PEMALANG – Pemerintah Kabupaten Pemalang menunjukkan komitmen serius dalam menekan angka pengangguran dan meningkatkan kesejahteraan masyarakat. Melalui strategi kolaborasi tripartit—melibatkan pemerintah, pengusaha, dan pekerja—Pemalang berupaya menciptakan iklim kondusif untuk pertumbuhan ekonomi dan pembukaan lapangan kerja baru.
Komitmen ini ditegaskan oleh Bupati Pemalang, Anom Widiyantoro, dalam Talkshow Peringatan Hari Buruh Internasional 2025 di Kantor Dinas Tenaga Kerja (Disnaker) Pemalang pada Kamis, 1 Mei 2025. “Untuk menurunkan angka pengangguran dan meningkatkan kesejahteraan masyarakat, kami akan berkomunikasi dengan pengusaha dan asosiasi,” ujar Bupati Anom. Ia menambahkan bahwa tujuan utamanya adalah menciptakan iklim yang kondusif agar roda bisnis dan perputaran ekonomi berjalan lancar, sehingga dapat menyerap lebih banyak tenaga kerja dan mengurangi pengangguran secara signifikan. Bupati Anom juga mengajak semua pihak, termasuk asosiasi, BPJS, pengusaha, pekerja, pemerintah, dan Forkopimda, untuk bersinergi.

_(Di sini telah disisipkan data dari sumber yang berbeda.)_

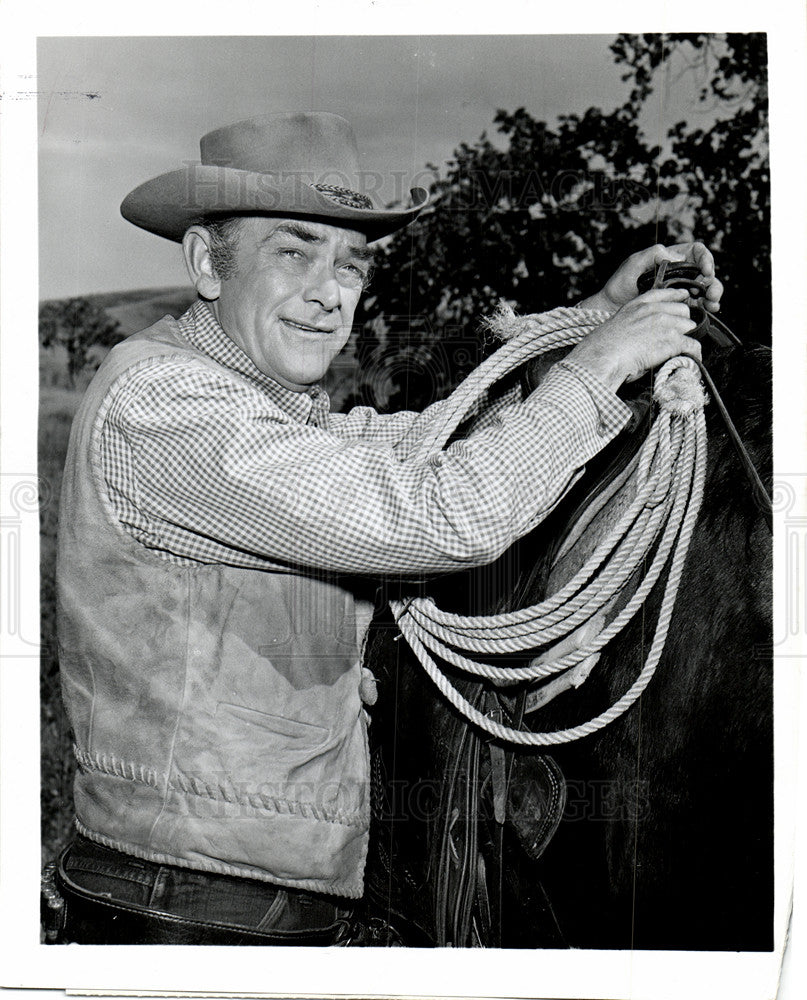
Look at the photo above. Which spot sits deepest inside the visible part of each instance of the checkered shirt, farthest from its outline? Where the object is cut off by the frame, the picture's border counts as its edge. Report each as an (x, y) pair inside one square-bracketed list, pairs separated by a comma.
[(209, 465)]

Peran Bipartit dan Kesejahteraan Buruh
Senada dengan Bupati, Kepala Disnaker Pemalang, Umroni, menyatakan pihaknya akan mengembangkan komunikasi bipartit, yaitu kerja sama dua arah antara pengusaha dan pekerja. Umroni menekankan bahwa buruh adalah pilar penting dalam produktivitas perusahaan. “Kalau sudah ditempatkan pada posisi yang baik, hak-haknya akan diperhatikan dan THR akan diterima juga setiap tahun,” jelas Umroni. Menurutnya, buruh adalah pahlawan pertumbuhan ekonomi, dan kesejahteraan mereka akan membawa kemajuan bagi Pemalang.
Adi Wijaya dari Asosiasi Pengusaha Indonesia (Apindo) Pemalang juga menegaskan pentingnya kolaborasi antara tiga unsur utama dalam pemerintahan daerah: pemerintah, pengusaha, dan buruh. “Tiga unsur itu mempunyai keterikatan yang sangat erat untuk membangun kolaborasi,” kata Adi. Ia yakin, jika kolaborasi ini terjalin dengan baik, pertumbuhan ekonomi di Kabupaten Pemalang pasti akan meningkat.
Peluncuran Program dan Santunan Jaminan Kematian
Dalam acara tersebut, Bupati Pemalang secara simbolis menyerahkan santunan jaminan kematian BPJS Ketenagakerjaan kepada pengurus BPD RT/RW. Acara ini juga menjadi momentum peluncuran program 100 hari kerja Bupati dan Wakil Bupati Pemalang Tahun 2025 berupa santunan kematian. Hal ini ditandai dengan penyerahan kartu BPJS Ketenagakerjaan dan klaim santunan kematian melalui Disnaker dan Dinsos KBPP Kabupaten Pemalang.
Selain Bupati Anom, narasumber lain dalam talkshow tersebut termasuk Kepala Disnaker Pemalang Umroni, perwakilan Apindo Pemalang, perwakilan SBSI Pemalang, dan Kepala BPJS Ketenagakerjaan Pemalang.
Dengan langkah-langkah konkret ini, Pemalang menunjukkan komitmen kuat dalam mengatasi persoalan pengangguran dan meningkatkan kualitas hidup warganya melalui pendekatan kolaboratif dan terintegrasi.